It’s impossible to be certain you’re getting what’s essential in a poem by the 15th century French poet François Villon. As Galway Kinnell says in his introduction to his translation of Villon’s poems, Villon is toe-to-top in slang. That slang was already hard to decipher 100 years after Villon’s death. And here we are over 500 years later.
Villon, born in 1431, is one of these writers who had a hyper-romantic life that included being a thief and a killer, almost being hanged, imprisoned more than once and who, to enshrine his aura forever, vanished from recorded history in 1463, providing for freewheeling speculation as to his fate ever since. There have been movies, plays and novels created about him. But he isn’t, I don’t think, a poet most Americans are familiar with.
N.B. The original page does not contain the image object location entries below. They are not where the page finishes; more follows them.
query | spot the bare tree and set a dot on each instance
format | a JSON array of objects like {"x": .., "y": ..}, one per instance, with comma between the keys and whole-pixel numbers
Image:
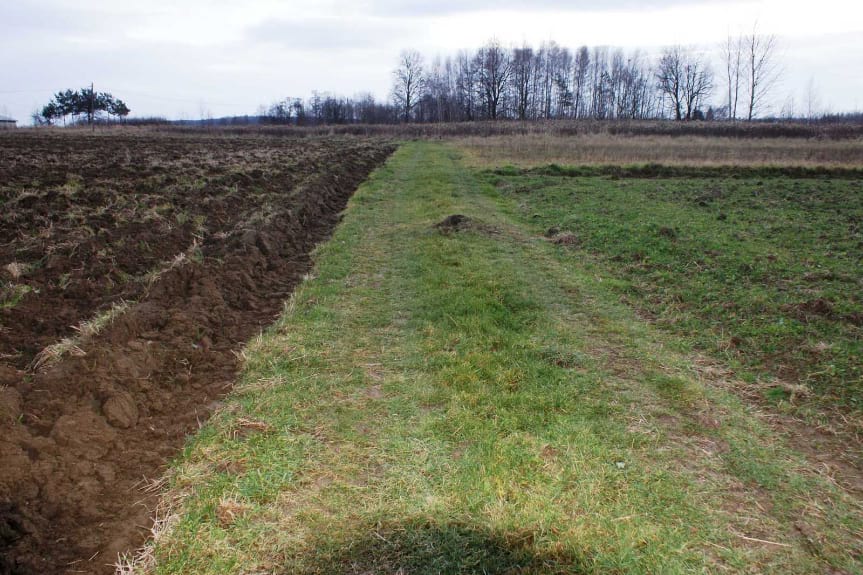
[
  {"x": 685, "y": 80},
  {"x": 523, "y": 61},
  {"x": 732, "y": 55},
  {"x": 762, "y": 69},
  {"x": 494, "y": 66},
  {"x": 669, "y": 78},
  {"x": 582, "y": 65},
  {"x": 697, "y": 85},
  {"x": 408, "y": 81}
]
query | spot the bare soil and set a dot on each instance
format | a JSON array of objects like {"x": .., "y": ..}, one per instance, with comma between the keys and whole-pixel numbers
[{"x": 83, "y": 220}]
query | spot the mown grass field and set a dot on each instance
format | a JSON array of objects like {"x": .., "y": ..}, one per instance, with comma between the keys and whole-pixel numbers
[{"x": 477, "y": 397}]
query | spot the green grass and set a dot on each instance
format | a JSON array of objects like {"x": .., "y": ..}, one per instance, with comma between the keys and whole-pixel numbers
[
  {"x": 756, "y": 267},
  {"x": 472, "y": 402}
]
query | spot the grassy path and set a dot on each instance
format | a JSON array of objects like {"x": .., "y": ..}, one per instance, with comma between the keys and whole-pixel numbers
[{"x": 465, "y": 401}]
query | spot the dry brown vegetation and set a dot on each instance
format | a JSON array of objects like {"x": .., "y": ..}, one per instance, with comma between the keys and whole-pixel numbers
[{"x": 603, "y": 149}]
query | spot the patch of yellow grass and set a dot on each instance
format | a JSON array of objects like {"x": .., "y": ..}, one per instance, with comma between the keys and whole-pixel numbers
[{"x": 530, "y": 150}]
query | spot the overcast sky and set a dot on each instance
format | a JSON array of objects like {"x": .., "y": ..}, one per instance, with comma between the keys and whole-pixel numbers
[{"x": 190, "y": 58}]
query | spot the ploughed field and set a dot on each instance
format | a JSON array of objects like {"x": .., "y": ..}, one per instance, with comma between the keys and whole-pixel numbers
[{"x": 132, "y": 269}]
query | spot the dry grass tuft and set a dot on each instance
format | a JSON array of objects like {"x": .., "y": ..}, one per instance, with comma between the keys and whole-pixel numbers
[
  {"x": 533, "y": 150},
  {"x": 72, "y": 345}
]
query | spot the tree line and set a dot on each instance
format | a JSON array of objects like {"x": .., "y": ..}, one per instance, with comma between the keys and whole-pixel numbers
[{"x": 554, "y": 82}]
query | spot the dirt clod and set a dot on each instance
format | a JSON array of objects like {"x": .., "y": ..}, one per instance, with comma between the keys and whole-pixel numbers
[
  {"x": 120, "y": 410},
  {"x": 454, "y": 223},
  {"x": 77, "y": 437},
  {"x": 566, "y": 239}
]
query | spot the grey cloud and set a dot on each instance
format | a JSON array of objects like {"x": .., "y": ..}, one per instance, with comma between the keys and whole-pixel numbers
[
  {"x": 449, "y": 7},
  {"x": 328, "y": 33}
]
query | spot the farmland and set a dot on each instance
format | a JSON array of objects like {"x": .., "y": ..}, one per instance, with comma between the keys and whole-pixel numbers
[
  {"x": 133, "y": 269},
  {"x": 528, "y": 353}
]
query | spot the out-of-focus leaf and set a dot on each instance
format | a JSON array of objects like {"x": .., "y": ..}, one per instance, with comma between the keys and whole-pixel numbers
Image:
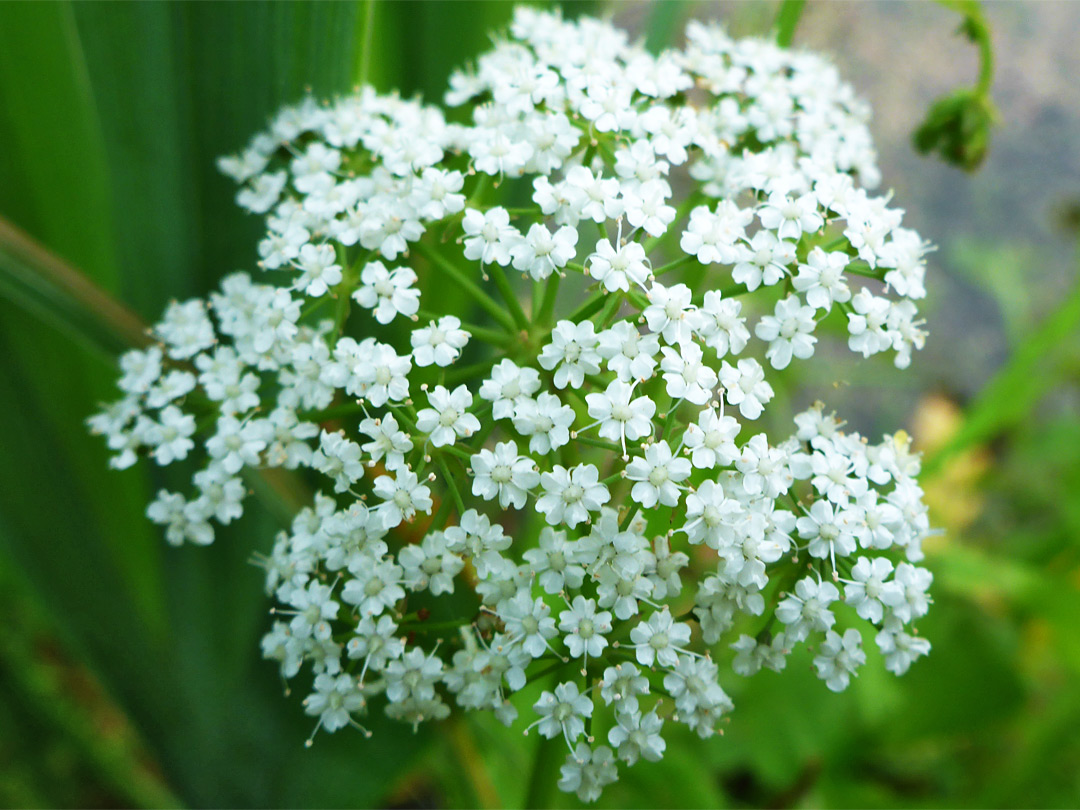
[
  {"x": 112, "y": 119},
  {"x": 787, "y": 19},
  {"x": 1031, "y": 370},
  {"x": 958, "y": 125}
]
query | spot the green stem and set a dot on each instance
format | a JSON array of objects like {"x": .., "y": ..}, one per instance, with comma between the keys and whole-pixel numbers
[
  {"x": 610, "y": 308},
  {"x": 591, "y": 306},
  {"x": 544, "y": 771},
  {"x": 366, "y": 37},
  {"x": 448, "y": 481},
  {"x": 488, "y": 336},
  {"x": 787, "y": 18},
  {"x": 502, "y": 283},
  {"x": 548, "y": 304},
  {"x": 673, "y": 265},
  {"x": 469, "y": 285}
]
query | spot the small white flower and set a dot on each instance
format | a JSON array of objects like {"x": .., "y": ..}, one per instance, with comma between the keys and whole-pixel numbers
[
  {"x": 545, "y": 420},
  {"x": 838, "y": 658},
  {"x": 766, "y": 259},
  {"x": 620, "y": 416},
  {"x": 630, "y": 354},
  {"x": 388, "y": 293},
  {"x": 489, "y": 237},
  {"x": 563, "y": 712},
  {"x": 807, "y": 609},
  {"x": 503, "y": 474},
  {"x": 571, "y": 353},
  {"x": 659, "y": 639},
  {"x": 570, "y": 495},
  {"x": 340, "y": 459},
  {"x": 790, "y": 332},
  {"x": 447, "y": 418},
  {"x": 584, "y": 629},
  {"x": 669, "y": 312},
  {"x": 508, "y": 387},
  {"x": 637, "y": 736},
  {"x": 744, "y": 386},
  {"x": 541, "y": 253},
  {"x": 320, "y": 271},
  {"x": 402, "y": 496},
  {"x": 686, "y": 375},
  {"x": 440, "y": 342},
  {"x": 658, "y": 476},
  {"x": 711, "y": 442},
  {"x": 617, "y": 267},
  {"x": 821, "y": 280},
  {"x": 388, "y": 440}
]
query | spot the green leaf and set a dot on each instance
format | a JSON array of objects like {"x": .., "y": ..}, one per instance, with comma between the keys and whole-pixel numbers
[
  {"x": 112, "y": 118},
  {"x": 1034, "y": 368}
]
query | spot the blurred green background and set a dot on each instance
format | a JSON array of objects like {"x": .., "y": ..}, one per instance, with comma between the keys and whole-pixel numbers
[{"x": 130, "y": 672}]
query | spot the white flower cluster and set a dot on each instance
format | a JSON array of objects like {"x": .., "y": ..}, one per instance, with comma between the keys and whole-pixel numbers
[{"x": 559, "y": 494}]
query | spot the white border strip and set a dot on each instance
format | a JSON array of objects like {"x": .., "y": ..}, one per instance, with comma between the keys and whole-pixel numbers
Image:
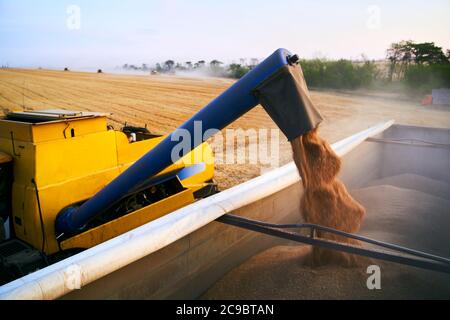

I’m not sure what the French think of him.
“Much of Villon’s popularity arises from sympathy for the difficult life he led,” the Poetry Foundation says, “which is described with both humor and poignancy and at great length in his largely autobiographical poetry.” His major work is Le Testament (“The Testament”), written in 1461. In it, he describes the hardships he endured, but with a sense of straightforward melancholy. He does hope his tormentors get their due, though.
The most famous line of Villon’s is “Mais ou sont les neiges d’antan?” It’s usually translated as, “But where are the snows of yesteryear?” This line, repeated at the end of stanzas in Villon’s poem, Ballade des dames du temps jadis, (Ballad of Ladies of Time Gone By), is about famous women in history (Héloïse, Joan of Arc) and their passing. “Where are the snows of yesteryear” has long emerged from that specific reference to signify the melancholy of death and loss that visits us all.
Tennessee Williams places the words, Ou sont les neiges, on a scrim at the beginning of The Glass Menagerie. He calls Glass Menagerie a memory play, which makes the Villon reference apt.
And who knew that these words could also be considered prophetic? With less snow everywhere.
Few poets I’ve read, in English or in translation, write about the loss of beauty and youth and the cold starkness of death as memorably as Villon. He’s the great poet of “Where have they gone?” So, now, age 79, when I think of my old friends, some of whom I haven’t seen in decades, I turn to François Villon’s words from The Testament in Kinnell’s translation:
Where are the happy young men
I hung out with in the old days
Who sang so well and spoke so well
So excellent in word and deed?
Some are stiffened in death
And of those there’s nothing left
May they find rest in paradise
And God save the ones who remain.
All I can do is think of my friends from my youth—of Dud, Chris, Alex, Sandy, Rick, Bill, Monty and others. Some I’ve seen through the years. Some I see infrequently. Some I no longer see. One I can’t find. One died recently. And, yes, they sang so well and spoke so well. And they were happy. And they were excellent in word and deed. And God save them all.
I love this Richard. And, I add to Nancy's comment. Where have our "real snowy days and weeks" gone? Being snowed-in with a soup or stew on the stove and a fire in the fireplace is a heaven to me.
Lovely, Richard, a tribute to a lost poet (lost to most Americans, that is)--I think of him as the Caravaggio of literature. Their lives mirror each other so exquisitely. Ou sent les neiges d'ansan is what I cry every year in Maine as our snows of yesteryear have so diminished. Right now we have a gorgeous cover but it's about to disappear as the globe warms and the rains descend.